The work itself suits him. Managing office operations, coordinating company events, supporting senior management — it draws on the same blend of people skills and logistical precision he has been honing since his first year in Dubai.
Fifty-two countries and a fight for fairness
If there’s a metric Benjie uses to measure a life well-lived, it might be the passport stamps. Fifty-two countries visited in 18 years abroad — a self-described reward for the long hours and sacrifices that came with being the family breadwinner. “I’ve had the chance to travel and see the world,” he says, “which has been an amazing way to treat myself and appreciate my hard work.”


But the bigger picture, for him, extends beyond personal milestones.

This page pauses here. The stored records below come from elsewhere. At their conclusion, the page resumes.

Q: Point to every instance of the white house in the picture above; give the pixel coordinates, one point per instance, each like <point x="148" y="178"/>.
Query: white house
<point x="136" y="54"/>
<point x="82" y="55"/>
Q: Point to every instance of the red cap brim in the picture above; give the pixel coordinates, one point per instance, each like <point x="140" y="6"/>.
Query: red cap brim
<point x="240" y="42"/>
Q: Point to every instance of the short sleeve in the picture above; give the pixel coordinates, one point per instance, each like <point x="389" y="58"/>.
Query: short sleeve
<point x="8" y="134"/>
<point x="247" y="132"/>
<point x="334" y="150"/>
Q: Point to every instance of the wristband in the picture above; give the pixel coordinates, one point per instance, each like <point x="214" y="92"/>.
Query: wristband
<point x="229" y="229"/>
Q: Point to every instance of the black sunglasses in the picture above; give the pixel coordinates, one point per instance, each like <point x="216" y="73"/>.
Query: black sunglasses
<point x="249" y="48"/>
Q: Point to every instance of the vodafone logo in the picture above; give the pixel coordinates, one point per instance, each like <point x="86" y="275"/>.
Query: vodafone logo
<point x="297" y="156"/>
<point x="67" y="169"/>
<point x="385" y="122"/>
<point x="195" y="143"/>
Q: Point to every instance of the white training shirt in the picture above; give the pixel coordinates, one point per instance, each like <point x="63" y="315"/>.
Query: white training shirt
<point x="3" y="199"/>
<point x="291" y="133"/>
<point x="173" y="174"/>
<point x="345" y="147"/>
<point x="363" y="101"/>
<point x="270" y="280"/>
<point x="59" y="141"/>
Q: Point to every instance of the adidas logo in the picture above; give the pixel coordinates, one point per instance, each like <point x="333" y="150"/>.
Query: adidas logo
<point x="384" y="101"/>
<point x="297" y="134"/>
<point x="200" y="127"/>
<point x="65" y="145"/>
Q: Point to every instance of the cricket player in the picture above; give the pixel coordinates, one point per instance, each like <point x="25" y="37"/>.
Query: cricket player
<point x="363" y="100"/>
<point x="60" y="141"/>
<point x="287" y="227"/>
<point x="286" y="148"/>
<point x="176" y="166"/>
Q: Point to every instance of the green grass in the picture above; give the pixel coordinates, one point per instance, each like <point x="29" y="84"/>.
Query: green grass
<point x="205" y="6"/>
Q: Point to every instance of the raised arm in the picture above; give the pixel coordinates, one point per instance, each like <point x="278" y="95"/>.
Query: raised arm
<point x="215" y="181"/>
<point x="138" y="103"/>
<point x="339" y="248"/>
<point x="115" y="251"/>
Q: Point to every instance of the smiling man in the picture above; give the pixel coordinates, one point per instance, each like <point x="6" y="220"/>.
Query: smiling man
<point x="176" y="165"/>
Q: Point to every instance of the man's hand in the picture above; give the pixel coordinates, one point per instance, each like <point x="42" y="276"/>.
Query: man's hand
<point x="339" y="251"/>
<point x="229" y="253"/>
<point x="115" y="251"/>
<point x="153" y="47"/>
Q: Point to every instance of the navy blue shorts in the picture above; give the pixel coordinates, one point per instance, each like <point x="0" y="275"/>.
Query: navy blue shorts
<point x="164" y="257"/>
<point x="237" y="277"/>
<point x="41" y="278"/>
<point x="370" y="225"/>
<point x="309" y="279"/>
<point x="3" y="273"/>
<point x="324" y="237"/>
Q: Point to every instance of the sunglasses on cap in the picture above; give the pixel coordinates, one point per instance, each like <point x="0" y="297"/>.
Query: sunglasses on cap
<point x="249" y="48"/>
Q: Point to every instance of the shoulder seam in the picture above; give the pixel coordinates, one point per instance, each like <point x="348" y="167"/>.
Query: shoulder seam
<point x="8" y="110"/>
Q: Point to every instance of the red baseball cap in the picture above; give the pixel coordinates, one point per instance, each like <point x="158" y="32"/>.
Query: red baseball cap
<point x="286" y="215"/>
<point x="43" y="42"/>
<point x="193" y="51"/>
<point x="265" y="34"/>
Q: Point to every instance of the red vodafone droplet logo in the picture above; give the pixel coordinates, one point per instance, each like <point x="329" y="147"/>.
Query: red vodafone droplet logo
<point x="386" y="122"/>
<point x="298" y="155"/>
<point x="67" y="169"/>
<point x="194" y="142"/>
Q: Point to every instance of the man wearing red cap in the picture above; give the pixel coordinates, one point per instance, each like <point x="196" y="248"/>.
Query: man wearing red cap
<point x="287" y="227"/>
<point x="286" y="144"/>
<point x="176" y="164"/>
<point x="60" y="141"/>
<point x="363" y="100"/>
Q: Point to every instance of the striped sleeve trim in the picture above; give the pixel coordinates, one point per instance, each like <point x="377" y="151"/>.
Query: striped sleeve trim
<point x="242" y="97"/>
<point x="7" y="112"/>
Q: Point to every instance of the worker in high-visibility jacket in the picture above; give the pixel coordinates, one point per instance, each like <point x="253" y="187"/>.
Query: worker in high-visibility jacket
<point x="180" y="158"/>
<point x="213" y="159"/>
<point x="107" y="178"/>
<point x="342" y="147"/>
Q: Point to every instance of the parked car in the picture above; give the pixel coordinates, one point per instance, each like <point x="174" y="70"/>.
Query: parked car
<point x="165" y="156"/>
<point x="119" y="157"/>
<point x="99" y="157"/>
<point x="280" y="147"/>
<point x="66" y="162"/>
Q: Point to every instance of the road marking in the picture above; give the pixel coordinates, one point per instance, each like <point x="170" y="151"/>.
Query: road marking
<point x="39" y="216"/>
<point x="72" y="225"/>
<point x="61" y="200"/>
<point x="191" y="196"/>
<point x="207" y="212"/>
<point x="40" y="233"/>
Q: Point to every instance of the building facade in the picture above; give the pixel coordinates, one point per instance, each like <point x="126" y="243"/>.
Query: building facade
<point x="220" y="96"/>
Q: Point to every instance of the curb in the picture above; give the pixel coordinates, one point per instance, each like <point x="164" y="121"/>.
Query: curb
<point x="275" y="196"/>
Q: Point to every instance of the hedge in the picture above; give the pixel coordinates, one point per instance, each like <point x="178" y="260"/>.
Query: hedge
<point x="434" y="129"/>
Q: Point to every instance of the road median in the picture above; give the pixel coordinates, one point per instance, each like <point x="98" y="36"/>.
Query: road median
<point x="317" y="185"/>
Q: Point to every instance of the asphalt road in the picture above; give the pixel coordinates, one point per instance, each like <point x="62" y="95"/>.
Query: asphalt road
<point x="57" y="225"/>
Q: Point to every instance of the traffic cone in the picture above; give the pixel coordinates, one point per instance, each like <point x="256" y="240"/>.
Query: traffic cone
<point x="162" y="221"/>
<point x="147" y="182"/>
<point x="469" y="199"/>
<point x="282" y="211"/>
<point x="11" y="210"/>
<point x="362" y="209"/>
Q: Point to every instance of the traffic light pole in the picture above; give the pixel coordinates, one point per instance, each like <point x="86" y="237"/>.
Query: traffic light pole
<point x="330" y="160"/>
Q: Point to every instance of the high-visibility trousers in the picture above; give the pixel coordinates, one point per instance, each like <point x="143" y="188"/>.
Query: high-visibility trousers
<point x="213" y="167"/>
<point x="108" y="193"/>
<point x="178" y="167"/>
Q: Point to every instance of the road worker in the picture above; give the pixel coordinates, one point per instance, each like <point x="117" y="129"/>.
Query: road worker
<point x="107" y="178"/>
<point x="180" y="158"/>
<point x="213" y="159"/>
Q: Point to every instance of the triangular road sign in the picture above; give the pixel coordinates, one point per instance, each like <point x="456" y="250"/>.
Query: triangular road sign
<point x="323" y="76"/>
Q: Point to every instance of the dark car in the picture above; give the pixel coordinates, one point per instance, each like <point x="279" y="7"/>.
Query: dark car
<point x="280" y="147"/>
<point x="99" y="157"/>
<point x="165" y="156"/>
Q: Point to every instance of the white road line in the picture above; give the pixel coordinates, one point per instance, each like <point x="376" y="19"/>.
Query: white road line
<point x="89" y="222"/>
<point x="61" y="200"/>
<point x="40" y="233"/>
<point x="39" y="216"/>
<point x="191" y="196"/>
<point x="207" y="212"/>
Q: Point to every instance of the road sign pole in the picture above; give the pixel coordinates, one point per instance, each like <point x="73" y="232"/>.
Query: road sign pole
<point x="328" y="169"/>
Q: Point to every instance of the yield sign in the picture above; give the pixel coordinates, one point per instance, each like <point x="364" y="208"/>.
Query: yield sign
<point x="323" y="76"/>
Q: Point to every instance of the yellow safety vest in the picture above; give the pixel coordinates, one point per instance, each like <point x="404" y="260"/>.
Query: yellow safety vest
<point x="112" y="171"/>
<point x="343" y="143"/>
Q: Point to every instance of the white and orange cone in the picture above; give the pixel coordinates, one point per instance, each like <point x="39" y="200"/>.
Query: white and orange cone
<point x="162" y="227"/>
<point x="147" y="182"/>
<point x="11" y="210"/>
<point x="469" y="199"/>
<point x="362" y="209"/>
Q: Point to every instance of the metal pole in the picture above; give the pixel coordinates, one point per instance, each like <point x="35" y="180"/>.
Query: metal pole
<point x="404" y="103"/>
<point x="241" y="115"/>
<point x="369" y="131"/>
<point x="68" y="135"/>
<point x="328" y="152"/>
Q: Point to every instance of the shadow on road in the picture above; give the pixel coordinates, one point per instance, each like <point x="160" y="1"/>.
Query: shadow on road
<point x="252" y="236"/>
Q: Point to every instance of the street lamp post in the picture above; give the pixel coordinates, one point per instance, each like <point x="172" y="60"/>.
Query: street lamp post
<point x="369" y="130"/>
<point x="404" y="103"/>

One advocacy he speaks about with particular conviction is the fight against racial and gender discrimination. “I believe everyone should be treated equally and have the same opportunities, regardless of the passport they hold,” he says — the kind of statement that carries more weight when it comes from someone who has lived it firsthand.
As he looks toward life after overseas work, he plans to invest in property back in the Philippines and keep traveling. His advice to fellow OFWs is direct and unromanticized: “Be smart with your finances, work hard, save, and make sure your savings are bigger than your expenses whenever possible.” Then, almost in the same breath, he adds the counterweight that gives the counsel its texture — “don’t forget to live the life you love and never let anyone control your choices.”